Seu papel no fim da banda e a prepotência em achar que o grupo não deveria continuar sem ele tampouco ajudam. Isso seria um problema num concerto no qual os telões de altíssima definição insistem em exibir sua imagem, gigante e onipotente em seus óculos escuros e sobretudo de couro, como uma nova versão do Big Brother de Orwell (só que, aqui, é o público que o observa, sem tirar os olhos). Mas não é. Qualquer argumento contra Waters desaba, assim como o muro que é construído no palco durante o show, diante da grandeza do espetáculo que lotou o Morumbi no domingo.

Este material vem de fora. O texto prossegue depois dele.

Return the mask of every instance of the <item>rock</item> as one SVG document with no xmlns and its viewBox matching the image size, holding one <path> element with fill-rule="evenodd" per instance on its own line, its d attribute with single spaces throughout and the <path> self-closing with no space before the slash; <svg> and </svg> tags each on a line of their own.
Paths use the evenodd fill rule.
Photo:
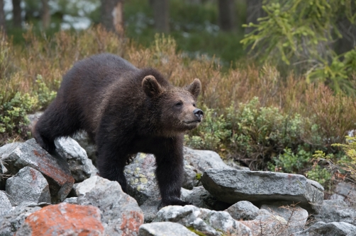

Desde os fogos de artifício que acompanham as marteladas do riff de “In The Flesh?” até o singelo final, com toda a banda à frente do palco, em “Outside The Wall”, não há nada que fuja de um rigoroso script. Cada passo de Waters é planejado, e só assim para fazer funcionar seu projeto megalomaníaco, a menina de seus olhos, do qual ele cuida com a mesma superproteção da mãe do personagem Pink, retratado na história por trás de “The Wall”.
O tom vermelho predominante no palco, os efeitos visuais nos telões e no muro e o sistema de surround sound que rodeia o estádio criam o ambiente ideal para a sensação claustrofóbica do disco, que só ganha seu pleno sentido na turnê. A dimensão visual do álbum, mais ainda do que no filme “Pink Floyd: The Wall”, é bem representada pelos bonecos, projeções e pirotecnia, e entra em total consonância com a música, o que impede que o show seja de uma grandiloquência vazia, do exagero pelo exagero. Em alguns momentos, era difícil saber para onde olhar – se para os músicos, o muro, os telões ou as caras abobalhadas na plateia.
Num show repleto de críticas ao capitalismo (e não deixa de ser contraditória a presença de uma pista premium – ela, sim, uma barreira a separar o palco da maior parte do público), símbolos de grandes corporações caem, como mísseis, dos aviões durante a projeção de “Good Bye Blue Sky”, enquanto o porco inflável jogado sobre a plateia em “In the Flesh” traz os dizeres “O novo código florestal vai matar o Brasil”. Já “Young Lust” deixa a política de lado para exibir belas mulheres nuas nos telões, no momento privê à la Multishow do concerto.
Na melhor parte da primeira metade do show, o ex-pink floyd avisa: “Achava que ‘The Wall’ era sobre mim, mas descobri que é sobre todos nós”, para então emendar “Mother” (desculpe, Waters, mas qualquer um que já ouviu falar de Freud já sabia que essa era sobre todos nós). “Nem fudendo” é a resposta projetada no muro sobre a pergunta feita num dos versos da canção, que indaga se devemos confiar no governo.
A introspectiva “Hey You” chama os espectadores na abertura da segunda metade, com o muro já completo, e a expectativa para aquela que é a grande música de “The Wall” só aumenta. Tão logo o verso final de “Bring the Boys Back Home” pergunta “Is there anybody out there?”, a bateria de “Comfortably Numb” vem logo emendada e levanta plateia, como se ela respondesse: “há, sim”. “Run Like Hell” é acompanhada de palmas ritmadas por todo o estádio, num fervor de dar inveja a qualquer torcida organizada.
Após a perturbadora “The Trial”, sustentada pela belíssima animação que Gerard Scarfe fez para o filme, e a apoteótica queda do muro, o que resta é a sensação de um show milimetricamente impecável (além de alguns pedaços dos falsos tijolos, para os felizardos próximos ao palco). Ao final, assim como o porco inflável que o público esvaziou durante o show, o ego de Waters já não importa mais. Ok, Roger, acho que minha antipatia acabou.